To support browsing a particular entity, simply include the "BrowsePaths" aspect in its aspect union:
```aidl
// DatasetAspect.pdl
/**
* A union of all supported metadata aspects for a Dataset
*/
typeref DatasetAspect = union[
DatasetKey,
...
BrowsePaths
]
```
By declaring this aspect, you can produce custom browse paths as well as query for browse paths manually using a CURL like the following:
```aidl
curl --location --request POST 'http://localhost:8080/entities?action=browse' \
--header 'X-RestLi-Protocol-Version: 2.0.0' \
--header 'Content-Type: application/json' \
--data-raw '{
"path": "/my/custom/browse/path",
"entity": "dataset",
"start": 0,
"limit": 10
}'
```
Notice that you must provide
a. A "/"-delimited root path for which to fetch results.
b. An entity "type" using its common name ("dataset" in the example above).
#### Timeseries aspects
Timeseries aspects are aspects that have a timestampMillis field, and are meant for aspects that continuously change on a
timely basis e.g. data profiles, usage statistics, etc.

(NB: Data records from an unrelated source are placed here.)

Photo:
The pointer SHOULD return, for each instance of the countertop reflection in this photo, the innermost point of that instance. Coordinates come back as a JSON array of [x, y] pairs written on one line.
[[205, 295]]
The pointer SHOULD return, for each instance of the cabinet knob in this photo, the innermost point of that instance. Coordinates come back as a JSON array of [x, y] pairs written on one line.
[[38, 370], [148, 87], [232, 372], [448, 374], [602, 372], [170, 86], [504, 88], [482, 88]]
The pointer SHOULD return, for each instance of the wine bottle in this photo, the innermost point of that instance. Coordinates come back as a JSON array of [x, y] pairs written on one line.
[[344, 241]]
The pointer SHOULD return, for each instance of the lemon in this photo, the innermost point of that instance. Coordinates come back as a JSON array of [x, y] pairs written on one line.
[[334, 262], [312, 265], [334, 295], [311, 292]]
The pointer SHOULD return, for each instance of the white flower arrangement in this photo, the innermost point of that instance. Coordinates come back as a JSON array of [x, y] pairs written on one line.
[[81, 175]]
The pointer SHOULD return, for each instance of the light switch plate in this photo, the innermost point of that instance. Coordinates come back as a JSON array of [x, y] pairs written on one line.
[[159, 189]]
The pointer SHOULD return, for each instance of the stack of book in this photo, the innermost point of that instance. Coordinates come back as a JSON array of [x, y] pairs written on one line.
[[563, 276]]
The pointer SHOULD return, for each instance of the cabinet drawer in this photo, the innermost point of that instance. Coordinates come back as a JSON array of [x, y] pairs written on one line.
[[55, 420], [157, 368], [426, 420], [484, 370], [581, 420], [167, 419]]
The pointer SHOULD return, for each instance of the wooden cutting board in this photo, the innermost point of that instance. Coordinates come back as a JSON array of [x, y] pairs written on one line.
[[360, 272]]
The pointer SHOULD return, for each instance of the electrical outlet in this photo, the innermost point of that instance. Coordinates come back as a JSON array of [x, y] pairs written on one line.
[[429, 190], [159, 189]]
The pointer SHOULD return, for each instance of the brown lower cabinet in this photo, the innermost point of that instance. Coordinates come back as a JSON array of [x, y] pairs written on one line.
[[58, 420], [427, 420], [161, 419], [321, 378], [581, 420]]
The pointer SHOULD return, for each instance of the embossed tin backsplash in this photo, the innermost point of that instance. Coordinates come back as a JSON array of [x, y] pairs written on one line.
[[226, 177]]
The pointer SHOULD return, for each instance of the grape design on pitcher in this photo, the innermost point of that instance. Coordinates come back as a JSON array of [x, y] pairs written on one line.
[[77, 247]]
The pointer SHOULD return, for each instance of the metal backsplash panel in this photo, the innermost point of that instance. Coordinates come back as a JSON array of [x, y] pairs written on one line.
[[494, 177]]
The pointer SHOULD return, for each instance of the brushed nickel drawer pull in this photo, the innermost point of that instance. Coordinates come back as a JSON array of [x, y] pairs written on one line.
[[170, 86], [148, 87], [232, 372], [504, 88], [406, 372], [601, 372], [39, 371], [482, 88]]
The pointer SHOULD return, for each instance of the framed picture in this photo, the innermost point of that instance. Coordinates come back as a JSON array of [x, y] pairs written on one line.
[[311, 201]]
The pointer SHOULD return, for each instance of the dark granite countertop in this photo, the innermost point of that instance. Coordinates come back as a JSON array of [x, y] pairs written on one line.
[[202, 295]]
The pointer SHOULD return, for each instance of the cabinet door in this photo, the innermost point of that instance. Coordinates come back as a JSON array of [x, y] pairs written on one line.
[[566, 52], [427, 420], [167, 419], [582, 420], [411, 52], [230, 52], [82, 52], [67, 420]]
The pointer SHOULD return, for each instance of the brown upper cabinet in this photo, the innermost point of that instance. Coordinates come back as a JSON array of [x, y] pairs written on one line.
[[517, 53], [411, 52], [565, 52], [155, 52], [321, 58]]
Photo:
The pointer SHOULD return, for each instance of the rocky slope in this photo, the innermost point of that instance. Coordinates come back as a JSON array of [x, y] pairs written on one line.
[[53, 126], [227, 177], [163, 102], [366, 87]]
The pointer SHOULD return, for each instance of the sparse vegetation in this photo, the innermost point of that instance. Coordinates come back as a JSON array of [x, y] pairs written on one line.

Each timeseries aspect must be declared "type": "timeseries" and must
include [TimeseriesAspectBase](https://github.com/linkedin/datahub/tree/master/metadata-models/src/main/pegasus/com/linkedin/timeseries/TimeseriesAspectBase.pdl)
, which contains a timestampMillis field.
Timeseries aspect cannot have any fields that have the @Searchable or @Relationship annotation, as it goes through a
completely different flow.
Please refer
to [DatasetProfile](https://github.com/linkedin/datahub/tree/master/metadata-models/src/main/pegasus/com/linkedin/dataset/DatasetProfile)
to see an example of a timeseries aspect.
Because timeseries aspects are updated on a frequent basis, ingests of these aspects go straight to elastic search (
instead of being stored in local DB).
You can retrieve timeseries aspects using the "aspects?action=getTimeseriesAspectValues" end point.